Jacques Burger on thumping form as Saracens win battle at Northampton

Jacques Burger
Jacques Burger tackles Saints' Samu Manoa as Jamie George, left, and Billy Vunipola move in. Photograph: Matthew Impey/Rex Shutterstock

Saracens were hit by a flu bug before the match but it was Northampton who were left feeling sick. The champions, and the team that led the Premiership throughout the season, will not be at Twickenham on Saturday after losing a battle of strength and wits to opponents who made the play-offs on points difference.

Saracens know the feeling having topped the table in the previous two seasons only to miss out on the title after losing to Northampton each time. Already without the injured Ben Foden and George North, the Saints lost three players in a bruising first half, including two full-backs. The tone was set in the buildup to the visitors’ first try when Billy Vunipola, making his presence felt at the breakdown, accidentally struck Ahsee Tuala in the shoulder and he was on the floor when David Strettle and Duncan Taylor chased a kick and took advantage of the lack of a sweeper.

Saracens are a chameleon of a side, not wedded to one style or colour, but here they were the men in black, casting the champions into the night. Their foundation was laid by a powerful, rampaging back row: Vunipola, known for his carrying, was conspicuous for what he did when not in possession, all muscle and sinew at the breakdown; Maro Itoje, a newcomer to the England squad, left an early impression on Courtney Lawes by felling the second-row, a match-defining moment, and despite his inexperience was one of his side’s most vocal players; and there was Jacques Burger, the demolition man.

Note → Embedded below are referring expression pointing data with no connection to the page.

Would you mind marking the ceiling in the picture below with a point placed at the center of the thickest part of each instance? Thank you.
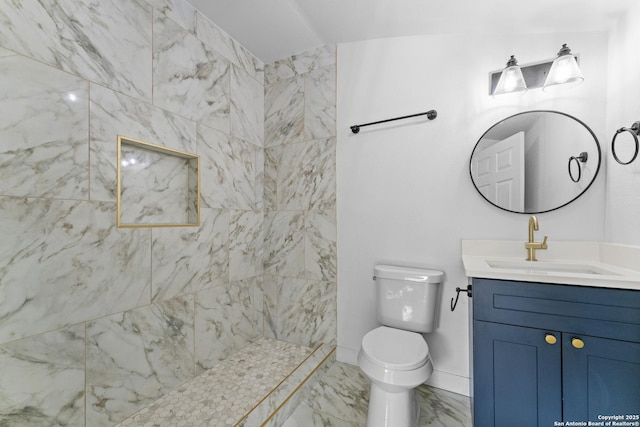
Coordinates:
(275, 29)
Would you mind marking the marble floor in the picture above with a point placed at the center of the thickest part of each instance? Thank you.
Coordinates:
(340, 400)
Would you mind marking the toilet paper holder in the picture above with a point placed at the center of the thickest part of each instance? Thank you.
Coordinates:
(458, 290)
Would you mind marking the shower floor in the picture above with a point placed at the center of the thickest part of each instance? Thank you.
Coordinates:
(227, 393)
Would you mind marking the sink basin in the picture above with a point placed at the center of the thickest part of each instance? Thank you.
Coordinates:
(551, 267)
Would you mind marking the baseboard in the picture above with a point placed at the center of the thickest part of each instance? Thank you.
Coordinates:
(450, 382)
(347, 355)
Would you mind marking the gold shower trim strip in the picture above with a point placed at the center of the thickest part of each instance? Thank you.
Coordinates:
(159, 149)
(294, 391)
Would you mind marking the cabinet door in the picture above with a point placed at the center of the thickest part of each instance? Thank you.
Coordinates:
(516, 376)
(601, 378)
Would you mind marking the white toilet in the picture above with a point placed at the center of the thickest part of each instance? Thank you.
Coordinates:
(395, 356)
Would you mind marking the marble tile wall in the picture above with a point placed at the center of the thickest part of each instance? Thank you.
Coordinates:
(300, 198)
(97, 321)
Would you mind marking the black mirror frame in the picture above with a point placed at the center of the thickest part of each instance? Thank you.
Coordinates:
(595, 175)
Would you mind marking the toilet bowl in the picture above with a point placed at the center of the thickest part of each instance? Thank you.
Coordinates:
(396, 362)
(395, 356)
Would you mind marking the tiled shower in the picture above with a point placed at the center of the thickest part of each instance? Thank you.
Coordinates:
(98, 321)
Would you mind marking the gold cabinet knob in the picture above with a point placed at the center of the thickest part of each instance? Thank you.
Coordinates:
(550, 339)
(577, 342)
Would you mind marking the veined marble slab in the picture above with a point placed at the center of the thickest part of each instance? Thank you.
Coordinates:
(284, 114)
(189, 78)
(300, 64)
(108, 42)
(284, 399)
(44, 120)
(284, 243)
(181, 11)
(226, 320)
(247, 107)
(305, 174)
(65, 262)
(320, 103)
(227, 170)
(300, 311)
(221, 42)
(246, 241)
(135, 357)
(42, 379)
(320, 249)
(187, 260)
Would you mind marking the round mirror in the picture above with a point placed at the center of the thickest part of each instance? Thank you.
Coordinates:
(535, 161)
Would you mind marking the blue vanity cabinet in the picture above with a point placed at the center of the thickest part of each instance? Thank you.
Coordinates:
(548, 353)
(517, 376)
(601, 378)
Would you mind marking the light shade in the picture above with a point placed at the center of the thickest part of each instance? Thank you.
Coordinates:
(564, 71)
(511, 79)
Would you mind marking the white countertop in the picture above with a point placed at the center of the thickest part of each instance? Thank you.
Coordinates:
(619, 265)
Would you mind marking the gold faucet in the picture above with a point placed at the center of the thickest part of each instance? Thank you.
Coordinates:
(531, 245)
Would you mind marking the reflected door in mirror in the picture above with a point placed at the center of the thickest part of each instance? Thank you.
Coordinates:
(498, 172)
(522, 163)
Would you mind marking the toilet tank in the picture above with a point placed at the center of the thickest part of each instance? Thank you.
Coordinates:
(407, 298)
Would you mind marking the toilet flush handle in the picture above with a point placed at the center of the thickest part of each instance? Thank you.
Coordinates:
(458, 290)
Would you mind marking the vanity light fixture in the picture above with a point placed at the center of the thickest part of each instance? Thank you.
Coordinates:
(549, 75)
(564, 71)
(511, 79)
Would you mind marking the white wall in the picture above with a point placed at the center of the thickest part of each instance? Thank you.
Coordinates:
(404, 192)
(623, 108)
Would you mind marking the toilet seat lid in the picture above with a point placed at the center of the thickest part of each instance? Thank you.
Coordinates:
(395, 348)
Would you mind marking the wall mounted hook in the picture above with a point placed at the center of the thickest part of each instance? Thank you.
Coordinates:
(634, 130)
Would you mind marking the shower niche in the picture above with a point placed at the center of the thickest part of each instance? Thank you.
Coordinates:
(156, 186)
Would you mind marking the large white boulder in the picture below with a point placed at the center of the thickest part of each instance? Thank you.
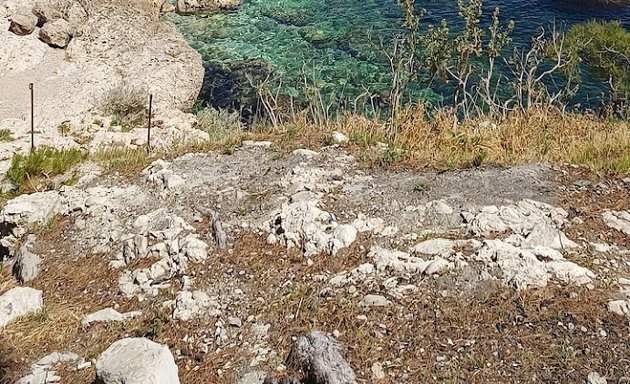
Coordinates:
(18, 302)
(136, 361)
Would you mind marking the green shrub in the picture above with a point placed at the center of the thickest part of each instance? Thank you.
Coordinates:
(219, 124)
(5, 135)
(126, 104)
(42, 162)
(604, 48)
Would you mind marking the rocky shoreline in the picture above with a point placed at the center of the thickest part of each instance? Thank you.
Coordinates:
(76, 53)
(262, 265)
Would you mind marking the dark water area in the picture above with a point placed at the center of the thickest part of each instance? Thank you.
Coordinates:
(335, 44)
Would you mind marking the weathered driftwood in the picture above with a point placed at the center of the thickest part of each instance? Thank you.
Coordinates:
(318, 357)
(217, 229)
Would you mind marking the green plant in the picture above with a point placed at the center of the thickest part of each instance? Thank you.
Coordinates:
(126, 104)
(5, 135)
(154, 326)
(64, 128)
(604, 48)
(220, 125)
(42, 162)
(421, 187)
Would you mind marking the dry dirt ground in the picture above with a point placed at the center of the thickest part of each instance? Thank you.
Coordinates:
(453, 328)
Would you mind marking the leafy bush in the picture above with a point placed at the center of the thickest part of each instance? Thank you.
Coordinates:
(126, 104)
(604, 47)
(42, 162)
(5, 135)
(219, 124)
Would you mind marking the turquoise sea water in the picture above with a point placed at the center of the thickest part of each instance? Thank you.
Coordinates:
(335, 43)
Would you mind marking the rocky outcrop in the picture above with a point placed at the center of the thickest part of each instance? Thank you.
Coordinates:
(105, 46)
(136, 361)
(56, 33)
(23, 25)
(19, 302)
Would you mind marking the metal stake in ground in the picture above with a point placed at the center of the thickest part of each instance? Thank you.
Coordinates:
(149, 125)
(30, 86)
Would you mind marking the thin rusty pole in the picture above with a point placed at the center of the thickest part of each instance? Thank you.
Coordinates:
(149, 126)
(30, 86)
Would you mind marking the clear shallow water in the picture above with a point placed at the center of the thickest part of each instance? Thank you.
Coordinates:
(335, 42)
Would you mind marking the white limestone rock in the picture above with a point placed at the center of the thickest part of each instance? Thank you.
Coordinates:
(374, 301)
(194, 248)
(569, 272)
(398, 261)
(520, 268)
(188, 305)
(42, 371)
(108, 315)
(619, 220)
(19, 302)
(437, 266)
(619, 307)
(136, 361)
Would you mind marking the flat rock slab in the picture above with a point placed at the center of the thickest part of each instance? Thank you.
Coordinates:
(136, 361)
(18, 302)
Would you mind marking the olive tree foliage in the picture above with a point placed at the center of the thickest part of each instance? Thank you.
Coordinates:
(604, 48)
(465, 62)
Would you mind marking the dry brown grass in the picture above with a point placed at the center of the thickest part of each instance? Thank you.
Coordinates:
(444, 143)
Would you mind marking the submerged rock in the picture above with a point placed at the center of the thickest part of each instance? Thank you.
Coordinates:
(188, 7)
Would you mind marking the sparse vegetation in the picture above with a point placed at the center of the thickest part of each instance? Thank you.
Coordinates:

He was a big hit throughout, one thumping challenge ending Lee Dickson’s afternoon, and he acted as his side’s enforcer: he confronted Dickson at the end of the first half under the misapprehension that the scrum-half had thrown the ball at the Saracens captain Alistair Hargreaves, who was lying at the bottom of a ruck, and he bearded Dylan Hartley after the hooker had confronted his opposite number, Jamie George. So driven was Burger that he seemed oblivious to pain, his challenges as crunching at the end as they were at the beginning.

Northampton are known for their physicality, to use the jargon of the time, but despite the strenuous efforts of Tom Wood, Calum Clark and Hartley, they were skittles to the visitors’ bowling pin. Samu Manoa, in his final appearance for the Saints before joining Toulon, was lost in battle, Lawes spent the rest of the afternoon picking up his dignity after Itoje’s impact and behind the scrum, Brad Barritt and Duncan Taylor controlled the midfield. Home they may have been, but the champions were absentee landlords.

“It was a massively physical performance and it had to be,” Burger said. “We knew we had to match their power and we did more than that: we put in one hell of a shift. Northampton had got the better of us a couple of times this season and they are a good side. Whenever there was a collision, we were there.”

Northampton used their driving maul to get back into the match after Strettle’s try, but they spent a lot of time in their own half after choosing not to respond to Saracens’ kicking in kind, keeping the ball in hand and running into trouble. “It comes down to small margins at this level and we attacked from deep rather than kicking and making them turn,” Jim Mallinder, Northampton’s director of rugby, said. “Everyone decides how they want to play and Saracens have gone down their route: to become champions, you have to be able to overcome all styles.”

Mallinder’s opposite number, Mark McCall, was unable to use all his replacements because of the flu bug that struck 10 of his players in the days before the match and, in the case of Barritt, on the morning of it. “It tells you the sort of group we have,” he said. “The players were hunting people down, getting off the floor to make tackle after tackle. The intensity was unbelievable and it was a titanic semi-final.” A hot bath awaits at Twickenham.

Northampton Tuala (Wilson, 3; Stephenson, h-t); K Pisi, G Pisi, Burrell, Elliott; Myler, Dickson (Fotuali’i, 50); Corbisiero (A Waller, 32), Hartley (capt; Haywood, 68), Ma’afu (Denman, 54), Lawes, Day (Fisher, 70), Wood, Clark (Dickinson, 72), Manoa.

Tries Penalty try, Wood. Con Myler. Pens Myler 4.

Saracens Goode; Strettle (Ashton, 68), Taylor, Barritt, Wyles; Farrell, Wigglesworth; M Vunipola, George, Du Plessis (Figallo, 59), Kruis, Hargreaves (capt; Hamilton, 62), Itoje (Wray, 65), Burger, B Vunipola.

Tries Strettle, George. Cons Farrell 2. Pens Farrell 5.

Sinbin M Vunipola 12.

Referee G Garner. Attendance 13,362.